Farmindustria ed Egualia sull'applicazione in Italia del regolamento Ue in materia di tracciatura europea dei medicinali

Farmindustria ed Egualia sull'applicazione in Italia del regolamento Ue in materia di tracciatura europea dei medicinali

Oltre alla beffa, il danno, sia per l’industria farmaceutica, che è leva strategica del Paese, sia per la salute dei cittadini  

Roma, 20 dicembre 2024 – Le aziende farmaceutiche, già colpite da una Legge di Bilancio che rappresenta una “mazzata” per la sua competitività, hanno appreso – leggendo la stampa specializzata – che l’applicazione del regolamento UE sulla “Tracciatura Europea dei medicinali”, le obbligherebbe ad adottare nei loro complessi processi industriali, dal 9 febbraio 2025, alcune disposizioni di cui a oggi non sono note nemmeno le specifiche tecniche.
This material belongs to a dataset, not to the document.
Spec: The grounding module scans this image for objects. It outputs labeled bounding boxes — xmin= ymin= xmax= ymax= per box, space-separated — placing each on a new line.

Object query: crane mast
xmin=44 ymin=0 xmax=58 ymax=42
Disposizioni che richiederebbero passaggi amministrativi e autorizzazioni ancora non chiari.

Farmindustria ed Egualia segnalano la gravità estrema di questa situazione surreale.

Nei testi circolati mancherebbero elementi ovvi come il necessario periodo di transizione di almeno 24 mesi per gli adempimenti richiesti alle aziende e come la certezza di poter continuare ad operare secondo gli standard oggi vigenti per un periodo atto ad aggiornare le proprie procedure. La legge delega prevede un tempo congruo di adattamento, tutti i Paesi lo hanno. Solo in Italia mancherebbe.
 
 Nel rispetto di altre normative, le aziende non potrebbero così procedere al rilascio per la commercializzazione dei lotti dei farmaci prodotti dopo il 9 febbraio 2025. Questo significherebbe il rischio concreto e drammatico di carenze di medicinali, anche per patologie gravi, e di blocco della produzione. Avrebbe anche effetti critici sull’ occupazione. 
 
 Uno stato di crisi, dunque, con conseguenze pesanti per tutto il Paese, che deve essere evitato senz’altro. L’industria ha più volte rappresentato alle Istituzioni questi rischi sin dal 2022, offrendo la più ampia disponibilità al confronto.
 
 Il meccanismo come ciliegia sulla torta prevederebbe in Italia, rispetto alla normativa Ue, anche il persistere di ulteriori dispositivi da apporre sulle confezioni che genereranno costi aggiuntivi per le imprese e complessità industriali, sinora del tutto ignorate. A pagarne le spese sarebbero pure i cittadini che vedrebbero messa in seria discussione la tutela della salute.
 
 Senza l’immediata presa d’atto da parte del Governo di quanto segnalato dall’industria, da sempre impegnata per la continuità nella fornitura dei medicinali, le imprese sarebbero costrette a dichiarare, senza alcuna responsabilità, carenze per moltissimi medicinali con prevedibili allarmi sociali.
 
Sarebbe un esito incredibile per quanti hanno a cuore il bene dell’Italia. E l’industria farmaceutica è certamente tra questi.